Selain itu, Komisi II DPR mesti mendorong KPU agar dapat melaksanakan tugasnya dalam melakukan penyeleksian calon anggota legislatif yang berintegritas, bersih dan tidak cacat moral. Dengan begitu, kualitas dari lembaga legislatif sesuai harapan masyarakat luas. Bagi semua kalangan, agar dapat mematuhi UU Pemilu. Setidaknya dalam membuat aturan tidak lagi bertentangan dengan UU di atasnya.

 

“Sehingga tidak menjadi preseden buruk bagi perjalanan bangsa ini ke depan manakala kita melakukan pembiaran terhadap lembaga yang melanggar UU dengan alasan apapun,” ujarnya.

 

Wakil Ketua DPR Fahri Hamzah menilai ngototnya KPU menerapkan Peraturan KPU 20/2018, khususnya aturan larangan mantan napi korupsi maju pencalegan menjadi bumerang.
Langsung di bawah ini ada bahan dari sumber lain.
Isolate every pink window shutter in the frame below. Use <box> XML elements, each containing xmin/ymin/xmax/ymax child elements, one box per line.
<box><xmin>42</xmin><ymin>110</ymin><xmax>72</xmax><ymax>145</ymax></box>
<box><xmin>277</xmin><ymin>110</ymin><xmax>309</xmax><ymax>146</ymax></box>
Dengan begitu bakal dapat dilakukan investigasi melalui hak angket. Menurutnya, membuat aturan yang tidak merujuk dalam UU terkait menjadi persoalan.

 

“Tidak boleh membuat kekacauan dalam hierarki hukum nasional. Semua pembatasan hak itu levelnya harus UU, tidak bisa dibikin peraturan lembaga-lembaga internal begitu,” katanya.